Comey Says Durham Report Shows FBI Made ‘Mistakes,’ but Bureau Did 2016 ‘The Right Way’

Comey Says Durham Report Shows FBI Made ‘Mistakes,’ but Bureau Did 2016 ‘The Right Way’
Former FBI Director James Comey arrives at the Rayburn House Office Building in Washington on Dec. 17, 2018. (Samira Bouaou/The Epoch Times)
Zachary Stieber
5/30/2023
Updated:
5/30/2023
0:00

FBI officials investigated former President Donald Trump “the right way,” former Director James Comey claimed on May 30.

Special counsel John Durham in his recent report highlighted how the FBI opened its probe into Trump ahead of the 2016 election by relying on unverified information from Australia and detailed how the treatment of Trump differed dramatically from how the bureau acted after it received derogatory information regarding Trump’s rival, former Secretary of State Hillary Clinton.
The FBI misled the secretive Foreign Intelligence Surveillance Court (FISC), failed to corroborate any substantive allegations in the Clinton-funded dossier on Trump in part because top officials displayed a “serious lack of analytical rigor towards the information that they received,” and ignored hundreds of exculpatory statements made by Trump aides who were being secretly recorded by FBI informants, according to Durham.

Comey, an Obama appointee who was the FBI’s director from 2013 until 2017, defended the bureau in an interview with MSNBC on Tuesday.

There were “definitely” mistakes made in the bureau’s probes, Comey said. “But in complex investigations, there’s always going to be mistakes. It doesn’t mean the FBI isn’t competent, honest, and independent,” he added.

“The FBI is central to the rule of law in America,” Comey said later, when asked about calls to shut down the agency or reduce its funding.

Comey also said the FISC “works very well” and “is incredibly valuable because there’s work that our government has to do against spies and terrorists that has to be done in secret so the spies and the terrorists don’t know what the government is doing to try to stop them.”

Under the Foreign Intelligence Surveillance Act, the FBI can apply to the FISC to surveil foreigners and Americans, and received permission to surveil former Trump campaign adviser Carter Page as part of its investigation into Trump and alleged ties to Russia.

The permission came despite the FBI admitting that they had no probable cause to surveil Page, Durham said.
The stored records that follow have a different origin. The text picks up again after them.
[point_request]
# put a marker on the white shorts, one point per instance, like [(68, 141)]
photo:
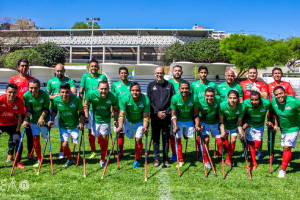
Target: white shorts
[(134, 130), (233, 132), (254, 133), (186, 128), (289, 139), (212, 128), (100, 129), (64, 135), (36, 130)]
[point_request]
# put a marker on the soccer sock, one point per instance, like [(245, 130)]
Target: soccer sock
[(172, 144), (286, 158), (37, 146), (103, 145), (92, 141), (121, 144)]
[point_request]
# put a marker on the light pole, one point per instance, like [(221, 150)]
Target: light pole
[(92, 20)]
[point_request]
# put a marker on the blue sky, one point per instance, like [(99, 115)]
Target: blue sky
[(269, 17)]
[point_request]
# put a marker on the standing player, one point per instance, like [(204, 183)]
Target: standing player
[(228, 85), (11, 111), (102, 101), (137, 108), (21, 80), (209, 118), (287, 111), (121, 88), (185, 108), (70, 109), (231, 114), (277, 75), (177, 73), (37, 108), (52, 88), (89, 83), (256, 109)]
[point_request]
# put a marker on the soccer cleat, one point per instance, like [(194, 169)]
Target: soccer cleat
[(93, 155), (68, 163), (174, 157), (20, 165), (61, 155), (102, 163), (282, 174)]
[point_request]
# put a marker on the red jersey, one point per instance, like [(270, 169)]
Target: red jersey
[(22, 84), (286, 85), (260, 85), (8, 112)]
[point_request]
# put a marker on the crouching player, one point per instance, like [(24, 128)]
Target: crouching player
[(37, 108), (102, 101), (209, 118), (287, 109), (185, 107), (256, 109), (231, 113), (136, 107), (70, 109)]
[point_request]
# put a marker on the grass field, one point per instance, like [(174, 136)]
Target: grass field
[(128, 182)]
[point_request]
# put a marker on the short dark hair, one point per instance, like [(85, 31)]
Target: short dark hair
[(134, 84), (123, 68), (233, 92), (34, 81), (276, 68), (12, 85), (65, 86), (202, 67)]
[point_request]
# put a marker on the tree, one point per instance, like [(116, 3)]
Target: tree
[(51, 53), (30, 54), (82, 25)]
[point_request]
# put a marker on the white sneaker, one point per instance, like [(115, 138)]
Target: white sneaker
[(282, 174), (61, 155)]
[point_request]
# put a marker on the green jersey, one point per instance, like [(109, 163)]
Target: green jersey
[(209, 113), (199, 88), (101, 107), (135, 110), (223, 89), (176, 85), (69, 117), (184, 109), (255, 117), (288, 114), (36, 105), (231, 116)]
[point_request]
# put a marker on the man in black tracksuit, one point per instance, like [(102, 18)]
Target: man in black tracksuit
[(160, 93)]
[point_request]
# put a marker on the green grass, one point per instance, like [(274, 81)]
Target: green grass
[(128, 182)]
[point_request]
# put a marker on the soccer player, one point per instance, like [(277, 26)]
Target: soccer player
[(277, 75), (21, 80), (70, 109), (101, 100), (199, 87), (185, 108), (177, 73), (121, 88), (228, 85), (256, 109), (287, 109), (137, 108), (89, 83), (53, 87), (209, 118), (231, 113), (37, 108), (11, 111)]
The Department of Justice previously determined that two of the four applications concerning Page were invalid.
The FBI has said that FBI leads have already implemented “dozens of corrective actions” for the “missteps” that were identified by Durham. “This report reinforces the importance of ensuring the FBI continues to do its work with the rigor, objectivity, and professionalism the American people deserve and rightly expect,” the bureau said. But a newly released document showed the bureau abused its spy powers against both Black Lives Matter protesters and Jan. 6 defendants, years after the Page fiasco.

Comey Wouldn’t Talk

Comey was one of the former top FBI officials who refused to talk to Durham, a fact unmentioned by MSNBC.

Comey “declined to be interviewed,” according to Durham.

Former official Andrew McCabe, who became acting director after Trump fired Comey, and former FBI lawyer Kevin Clinesmith, who admitted to doctoring an email about Page, also refused to be interviewed.

Former FBI Deputy Director Peter Strzok, in charge of the Trump and Clinton investigations, and former assistant director of the FBI Counterintelligence Division Bill Priestap would only talk about matters concerning a single bank, but otherwise declined to be interviewed.

Sens. Chuck Grassley (R-Iowa) and Ron Johnson (R-Wis.) have asked Durham why his office did not take steps to compel testimony from the former officials, in light of how former special counsel Robert Mueller issued approximately 93 percent more subpoenas than Durham did.

“It seems odd that individuals would be allowed to avoid fully cooperating with your office, particularly given your authority to compel testimony and records,” they wrote in a May 23 letter.
Durham was asked to provide answers by May 31.

More on Comey

Comey initially claimed that the FBI properly used its spy powers in the Trump probe but changed his position after the Department of Justice Inspector General reported in 2019 that he’s identified 17 “significant errors or omissions” in the spy applications.

“I was wrong,” Comey admitted during an appearance on Fox News, before alleging the issues stemmed from ”sloppiness“ and that he was not aware of ”the particulars of the investigation.”

During testimony to Congress, Comey said he didn’t know Page was a confirmed CIA asset. Clinesmith had changed an email from the CIA to say Page was not a CIA asset. Comey also said he didn’t know the primary subsource for the Trump dossier was a suspected Russian spy, or that Clinton and other Democrats paid for the dossier.

If he knew what he had come to know, Comey added, he would not have signed off on the applications to spy on Page.

A memorandum later declassified by intelligence officials contradicted a portion of Comey’s testimony.
Trump fired Comey in May 2017, after Comey shared classified information. A watchdog report later confirmed that Comey leaked the information in violation of government policies, but the government declined to prosecute the former director.